The first nuclear bomb was detonated in the New Mexico desert in July 1945: a weapon of previously unimaginable destruction which would go on to shape much of the politics and warfare of the rest of the 20th century.
As soon as it became apparent America had successfully created and tested nuclear weapons, the rest of the world began a desperate race to develop their own. In 1957, Britain began a series of nuclear weapons tests on small islands in the Pacific Ocean in an attempt to discover the secret to making a hydrogen bomb.
Why did it take Britain so long?
Throughout the 1930s, major scientific discoveries relating to nuclear fission and radioactivity were being made, particularly in Germany, but with the outbreak of war in 1939, many scientists fled, already becoming aware of the potential power of their discoveries in a weapons-based context. Britain invested money in research for the early part of the war, but as it dragged on, it became increasingly clear they did not have the ability to continue doing so financially.
Britain, American and Canada had signed the Quebec Agreement in 1943 in which they agreed to share nuclear technology: effectively meaning America agreed to continue funding nuclear research and development with the help of British scientists and research. Subsequent revisions curtailed this and the discovery of a Canadian spy ring which included a British physicist seriously damaged the nuclear ‘special relationship’ and set Britain back considerably in its quest to develop nuclear weapons.
America’s development and understanding of nuclear weapons and technology advanced rapidly and they became increasingly isolationist. Simultaneously, the British government became more and more concerned about their lack of nuclear weapons, deciding that in order to retain their status as a great power, they would need to invest more heavily in a nuclear weapons testing programme.
‘High Explosive Research’, as the project was now termed, was eventually successful: Britain detonated its first atomic bomb in 1952 in the Monte Bello islands in Western Australia.
Australia was still closely linked to Britain and hoped that by ceding to the request, the road to future collaboration on nuclear energy and potentially weapons might be paved. Very few people from Britain or Australia were privy to the explosion.
The bomb was exploded underwater: there were concerns of a dramatic tidal surge, but none occurred. It did, however, leave a crater on the seabed 6m deep and 300m across. With the success of Operation Hurricane, Britain became the third nation in the world to have nuclear weapons.
Whilst Britain’s achievement was a significant one, the government were still fearful of lagging behind the Americans and Soviets. Just a month after the first British successful testing of nuclear weapons, the Americans tested thermonuclear weapons which were considerably more powerful.
In 1954, the Cabinet announced their desire to see Britain successfully test thermonuclear weapons. Work began at a research facility named Aldermaston under Sir William Penney to try and develop this. At this point, knowledge of nuclear fusion in Britain was rudimentary, and in 1955, the Prime Minister, Anthony Eden, agreed that if inadequate progress was made, Britain would try and save face by simply detonating an extremely large fission bomb in an attempt to fool onlookers.
In 1957, Operation Grapple tests began: this time they were based on the remote Christmas Island in the Pacific Ocean. Three types of bombs were tested: Green Granite (a fusion bomb which didn’t produce a big enough yield), Orange Herald (which generated the largest fission explosion ever) and Purple Granite (another prototype fusion bomb).

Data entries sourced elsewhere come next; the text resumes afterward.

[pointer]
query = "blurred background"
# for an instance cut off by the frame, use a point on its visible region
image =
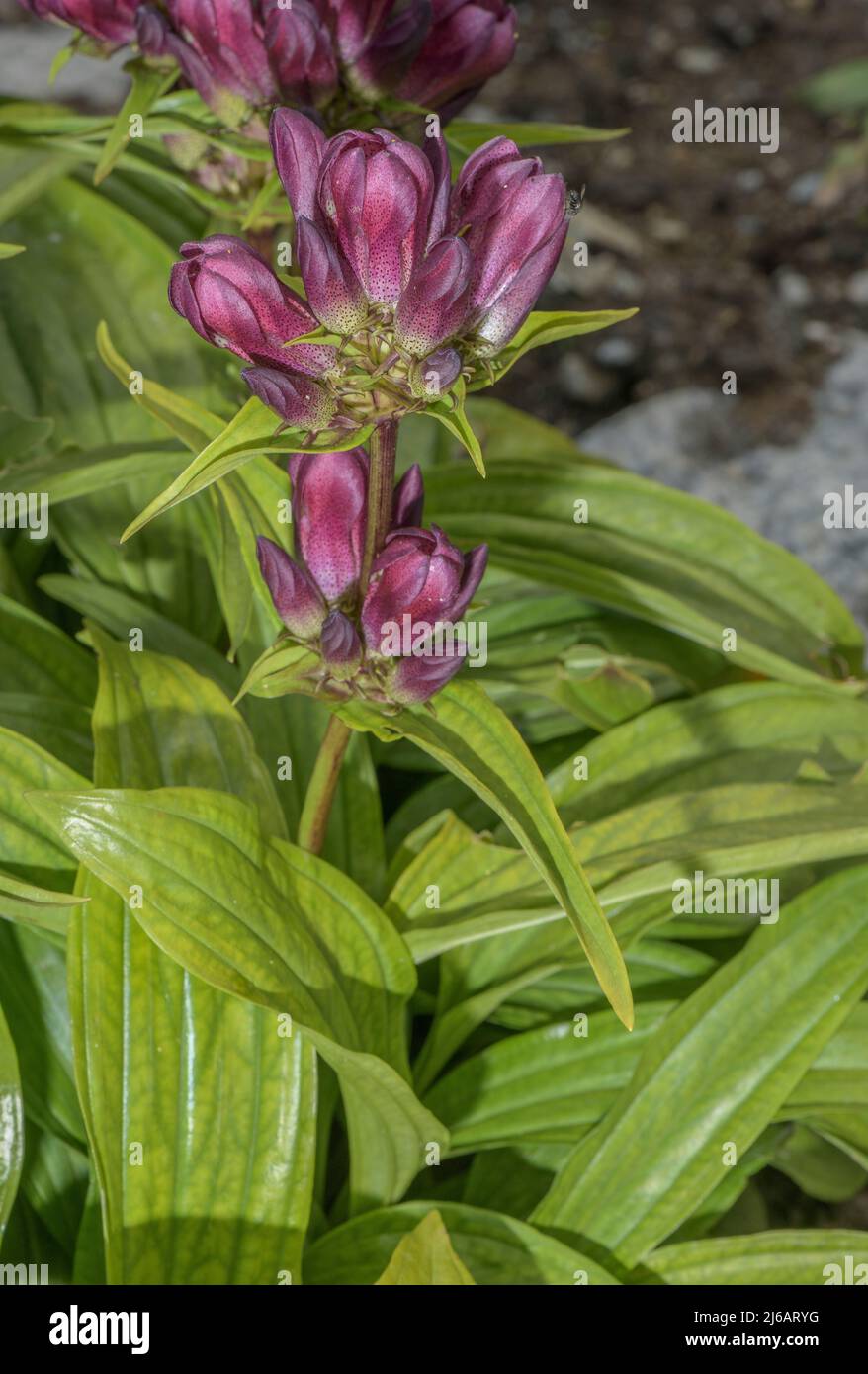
(738, 260)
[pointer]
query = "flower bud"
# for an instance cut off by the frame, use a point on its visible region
(330, 500)
(297, 147)
(300, 51)
(469, 43)
(515, 222)
(232, 299)
(433, 376)
(408, 500)
(416, 679)
(434, 305)
(299, 400)
(418, 573)
(375, 193)
(332, 290)
(378, 67)
(341, 645)
(296, 596)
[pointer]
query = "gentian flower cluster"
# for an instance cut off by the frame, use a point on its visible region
(418, 581)
(409, 282)
(338, 56)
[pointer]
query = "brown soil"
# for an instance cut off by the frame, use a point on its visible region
(737, 259)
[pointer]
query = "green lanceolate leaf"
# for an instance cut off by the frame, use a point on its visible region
(546, 1085)
(147, 85)
(473, 738)
(746, 732)
(786, 1257)
(773, 1006)
(650, 553)
(200, 1108)
(183, 418)
(40, 907)
(424, 1257)
(29, 848)
(35, 1000)
(276, 926)
(40, 658)
(493, 1247)
(544, 327)
(253, 432)
(13, 1133)
(451, 414)
(469, 134)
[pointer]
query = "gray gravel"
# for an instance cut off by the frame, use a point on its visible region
(690, 439)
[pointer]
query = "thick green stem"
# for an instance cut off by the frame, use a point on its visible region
(321, 786)
(381, 488)
(327, 768)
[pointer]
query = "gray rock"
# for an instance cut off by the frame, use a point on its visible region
(685, 439)
(857, 289)
(27, 53)
(793, 289)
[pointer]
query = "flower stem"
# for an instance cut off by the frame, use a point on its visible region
(381, 486)
(323, 785)
(327, 770)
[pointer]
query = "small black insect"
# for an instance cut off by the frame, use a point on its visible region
(574, 201)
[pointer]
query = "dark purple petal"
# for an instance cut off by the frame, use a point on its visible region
(341, 645)
(233, 300)
(380, 66)
(299, 400)
(408, 500)
(331, 286)
(330, 493)
(476, 562)
(299, 146)
(300, 51)
(510, 310)
(434, 305)
(469, 43)
(297, 599)
(418, 573)
(416, 679)
(108, 21)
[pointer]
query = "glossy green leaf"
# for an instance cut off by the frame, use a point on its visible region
(29, 848)
(494, 1247)
(35, 999)
(424, 1257)
(452, 415)
(59, 726)
(251, 433)
(478, 743)
(650, 553)
(11, 1124)
(818, 1166)
(469, 134)
(746, 732)
(219, 1101)
(39, 907)
(772, 1007)
(544, 327)
(119, 613)
(278, 927)
(546, 1085)
(783, 1257)
(38, 657)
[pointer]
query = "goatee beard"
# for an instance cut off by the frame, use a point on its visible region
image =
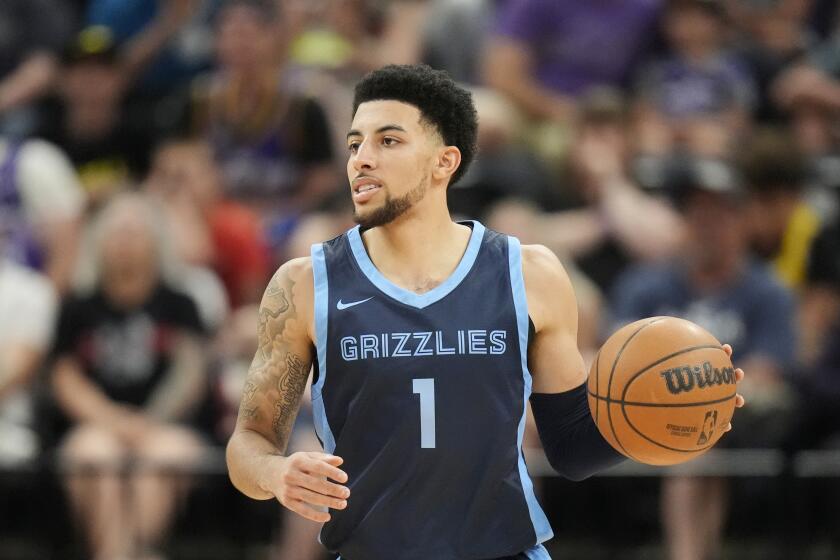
(392, 209)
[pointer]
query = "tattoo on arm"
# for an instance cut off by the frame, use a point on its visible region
(278, 374)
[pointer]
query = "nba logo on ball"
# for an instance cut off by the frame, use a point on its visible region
(661, 389)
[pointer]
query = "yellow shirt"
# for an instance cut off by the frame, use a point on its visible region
(791, 261)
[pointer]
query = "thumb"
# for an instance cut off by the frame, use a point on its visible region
(333, 460)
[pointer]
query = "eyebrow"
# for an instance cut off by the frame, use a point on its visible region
(379, 130)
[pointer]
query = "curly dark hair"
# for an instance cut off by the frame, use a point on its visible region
(442, 103)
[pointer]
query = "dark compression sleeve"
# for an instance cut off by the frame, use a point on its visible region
(570, 438)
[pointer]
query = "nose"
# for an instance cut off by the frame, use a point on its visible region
(364, 157)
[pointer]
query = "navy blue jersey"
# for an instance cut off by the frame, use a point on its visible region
(424, 395)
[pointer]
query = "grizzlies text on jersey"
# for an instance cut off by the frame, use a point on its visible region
(424, 395)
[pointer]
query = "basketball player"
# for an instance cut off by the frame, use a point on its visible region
(427, 338)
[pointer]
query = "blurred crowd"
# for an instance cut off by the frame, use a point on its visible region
(160, 158)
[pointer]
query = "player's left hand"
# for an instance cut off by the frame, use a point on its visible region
(739, 376)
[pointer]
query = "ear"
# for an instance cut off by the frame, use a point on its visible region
(449, 159)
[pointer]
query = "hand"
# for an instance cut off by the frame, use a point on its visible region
(300, 484)
(739, 376)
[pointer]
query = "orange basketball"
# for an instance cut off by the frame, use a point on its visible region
(661, 390)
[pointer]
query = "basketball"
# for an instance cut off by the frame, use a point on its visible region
(661, 390)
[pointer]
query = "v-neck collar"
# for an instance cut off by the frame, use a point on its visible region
(407, 296)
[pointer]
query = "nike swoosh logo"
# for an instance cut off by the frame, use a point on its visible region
(341, 305)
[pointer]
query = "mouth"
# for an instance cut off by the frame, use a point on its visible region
(365, 188)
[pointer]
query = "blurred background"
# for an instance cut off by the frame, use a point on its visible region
(160, 158)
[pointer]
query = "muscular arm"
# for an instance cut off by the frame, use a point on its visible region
(572, 442)
(553, 356)
(276, 379)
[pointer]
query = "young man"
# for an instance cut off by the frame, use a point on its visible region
(424, 334)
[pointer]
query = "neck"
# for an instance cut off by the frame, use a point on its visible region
(420, 249)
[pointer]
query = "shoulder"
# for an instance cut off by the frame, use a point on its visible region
(547, 286)
(288, 300)
(297, 270)
(292, 283)
(540, 263)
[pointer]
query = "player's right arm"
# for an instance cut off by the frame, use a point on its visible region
(270, 401)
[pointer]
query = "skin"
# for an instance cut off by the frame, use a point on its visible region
(392, 147)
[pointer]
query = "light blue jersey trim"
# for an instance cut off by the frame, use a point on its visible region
(319, 272)
(517, 282)
(537, 553)
(407, 296)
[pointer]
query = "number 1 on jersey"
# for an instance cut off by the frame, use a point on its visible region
(426, 389)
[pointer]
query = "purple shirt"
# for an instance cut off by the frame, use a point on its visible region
(578, 44)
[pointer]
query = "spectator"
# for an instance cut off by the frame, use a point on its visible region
(33, 33)
(503, 167)
(713, 283)
(783, 226)
(163, 44)
(88, 122)
(129, 372)
(698, 81)
(596, 221)
(209, 230)
(818, 423)
(41, 204)
(274, 147)
(27, 313)
(771, 36)
(455, 36)
(546, 53)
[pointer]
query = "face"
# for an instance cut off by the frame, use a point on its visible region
(128, 255)
(392, 154)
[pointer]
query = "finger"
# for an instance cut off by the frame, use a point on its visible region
(334, 460)
(320, 467)
(304, 510)
(315, 499)
(322, 486)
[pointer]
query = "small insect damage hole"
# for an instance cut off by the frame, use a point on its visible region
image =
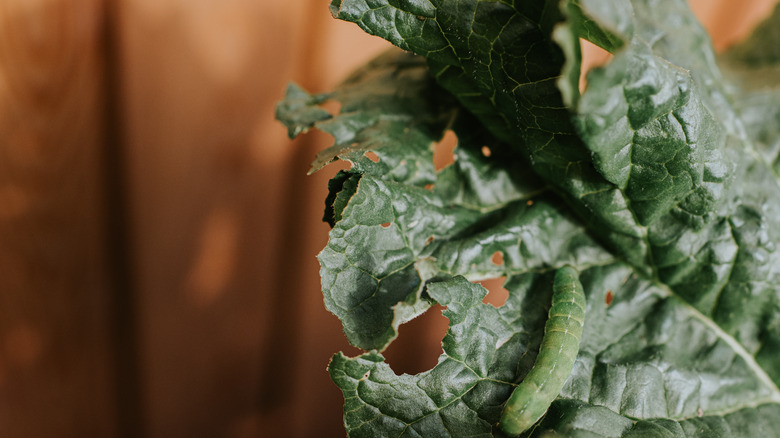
(609, 297)
(418, 345)
(332, 106)
(443, 154)
(497, 294)
(592, 56)
(372, 156)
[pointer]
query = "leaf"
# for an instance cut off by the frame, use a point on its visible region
(659, 183)
(391, 107)
(648, 356)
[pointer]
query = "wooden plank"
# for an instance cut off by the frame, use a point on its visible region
(55, 360)
(227, 223)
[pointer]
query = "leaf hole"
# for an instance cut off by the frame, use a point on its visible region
(372, 156)
(418, 346)
(497, 293)
(592, 56)
(332, 106)
(443, 154)
(608, 297)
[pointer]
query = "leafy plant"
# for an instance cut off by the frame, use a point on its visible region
(660, 184)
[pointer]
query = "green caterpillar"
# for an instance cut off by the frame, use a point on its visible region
(560, 345)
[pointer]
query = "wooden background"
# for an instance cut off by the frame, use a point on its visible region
(157, 231)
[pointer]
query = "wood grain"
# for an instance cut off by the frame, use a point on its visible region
(55, 359)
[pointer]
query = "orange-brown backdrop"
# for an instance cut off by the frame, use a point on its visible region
(157, 231)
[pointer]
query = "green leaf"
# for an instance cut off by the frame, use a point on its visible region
(635, 367)
(391, 107)
(659, 183)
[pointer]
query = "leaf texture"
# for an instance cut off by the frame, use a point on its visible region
(659, 183)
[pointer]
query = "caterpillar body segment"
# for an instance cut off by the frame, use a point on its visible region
(557, 353)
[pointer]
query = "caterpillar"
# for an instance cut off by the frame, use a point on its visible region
(560, 345)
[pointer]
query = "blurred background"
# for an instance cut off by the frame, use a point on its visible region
(158, 231)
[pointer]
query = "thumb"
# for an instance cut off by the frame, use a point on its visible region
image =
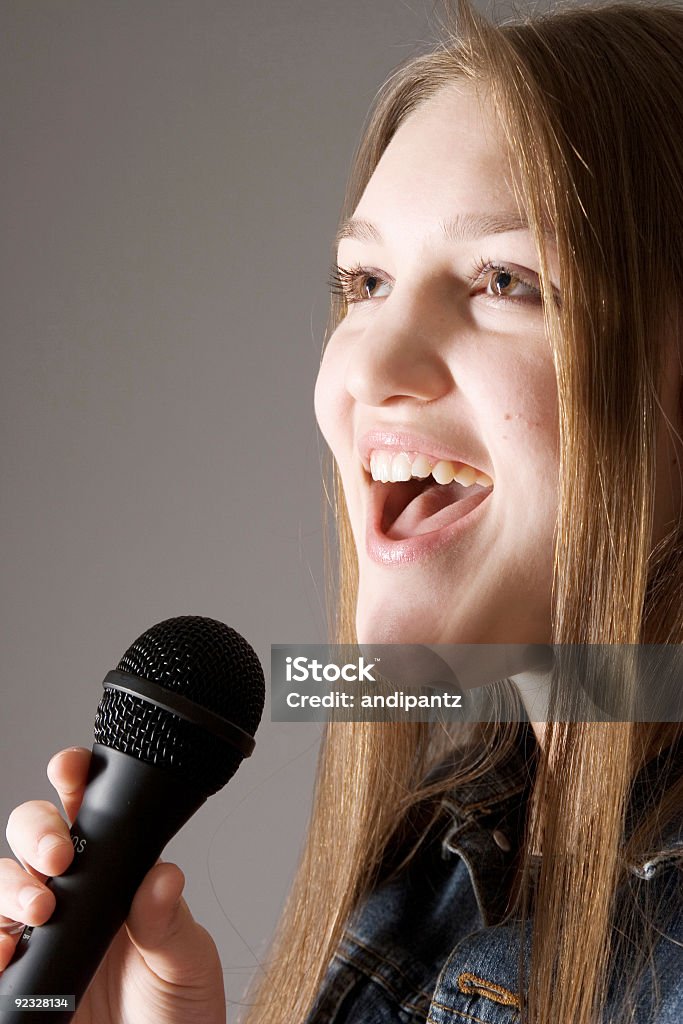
(162, 929)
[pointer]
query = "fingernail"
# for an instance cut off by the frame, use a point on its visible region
(49, 843)
(28, 895)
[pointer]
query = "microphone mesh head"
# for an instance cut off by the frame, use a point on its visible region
(206, 662)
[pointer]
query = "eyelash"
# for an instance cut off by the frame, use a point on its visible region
(343, 281)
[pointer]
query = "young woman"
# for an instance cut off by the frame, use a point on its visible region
(506, 312)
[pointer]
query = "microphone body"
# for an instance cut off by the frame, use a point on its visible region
(177, 717)
(130, 811)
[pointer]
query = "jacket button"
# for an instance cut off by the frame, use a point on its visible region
(501, 841)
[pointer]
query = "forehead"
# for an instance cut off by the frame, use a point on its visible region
(447, 157)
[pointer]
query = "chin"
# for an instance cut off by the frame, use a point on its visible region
(384, 623)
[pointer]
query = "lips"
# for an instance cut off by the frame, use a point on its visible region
(409, 519)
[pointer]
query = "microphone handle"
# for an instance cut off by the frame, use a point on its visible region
(130, 811)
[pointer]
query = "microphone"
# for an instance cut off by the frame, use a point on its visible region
(177, 716)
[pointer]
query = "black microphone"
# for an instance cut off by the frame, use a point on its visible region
(177, 716)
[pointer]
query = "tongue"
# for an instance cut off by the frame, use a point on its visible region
(434, 508)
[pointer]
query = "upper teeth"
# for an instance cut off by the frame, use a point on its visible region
(390, 468)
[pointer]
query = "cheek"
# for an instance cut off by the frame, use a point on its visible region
(332, 401)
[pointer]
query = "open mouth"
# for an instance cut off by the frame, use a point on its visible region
(422, 506)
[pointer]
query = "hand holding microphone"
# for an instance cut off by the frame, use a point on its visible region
(177, 716)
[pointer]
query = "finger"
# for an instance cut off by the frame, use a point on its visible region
(162, 928)
(39, 839)
(68, 771)
(23, 898)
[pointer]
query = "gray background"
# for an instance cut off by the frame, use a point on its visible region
(172, 174)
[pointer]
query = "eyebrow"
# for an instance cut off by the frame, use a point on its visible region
(462, 227)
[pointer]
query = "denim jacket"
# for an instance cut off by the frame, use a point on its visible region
(434, 941)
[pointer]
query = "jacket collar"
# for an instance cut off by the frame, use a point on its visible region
(510, 782)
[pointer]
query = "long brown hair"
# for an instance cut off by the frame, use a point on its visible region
(589, 100)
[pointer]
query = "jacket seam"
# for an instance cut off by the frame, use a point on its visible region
(381, 980)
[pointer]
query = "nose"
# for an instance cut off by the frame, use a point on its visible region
(397, 355)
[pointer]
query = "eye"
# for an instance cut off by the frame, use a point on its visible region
(358, 284)
(504, 284)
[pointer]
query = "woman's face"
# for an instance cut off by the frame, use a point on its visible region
(442, 367)
(440, 360)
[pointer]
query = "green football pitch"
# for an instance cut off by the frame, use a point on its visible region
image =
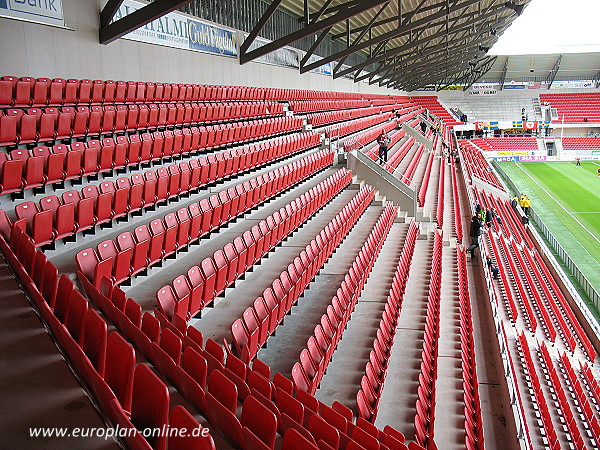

A second round of tests in September of the same year was significantly more successful. Having seen how their previous bombs had exploded and the yields each type had generated, scientists had plenty of ideas of how best to create yields of over a mega-tonne. The design this time was much simpler, but had a much more powerful trigger.
On 28 April 1958, Britain finally dropped a true hydrogen bomb, one whose 3 megatonne explosive yield largely came from its thermonuclear reaction rather than fission. Britain’s successful detonation of a hydrogen bomb led to a renewed co-operation with the United States, in the form of the US-UK Mutual Defence Agreement (1958).
Many of those involved in the nuclear testing programme in 1957-8 were young men on National Service. The effects of radiation and nuclear fallout were still not completely understood at the time, and many of the men involved did not have adequate protection (if any) against radiation. Many were not even aware before they arrived of what was happened on Christmas Island.
A significant proportion of these men suffered the effects of radiation poisoning in subsequent years, and in the 1990s, several men sued for damages in a case which split the European Court of Human Rights. Those affected by the radioactive fallout of Operation Grapple have never received compensation from the UK government.
In November 1957, shortly after the earliest part of Operation Grapple, the Campaign for Nuclear Disarmament was founded in Britain. This organisation campaigned for unilateral nuclear disarmament, citing the terrible destructive power of nuclear weapons, which ultimately could not be used in warfare without leading to potential annihilation. Possession of nuclear weapons remans a hotly debated, and often controversial, topic today.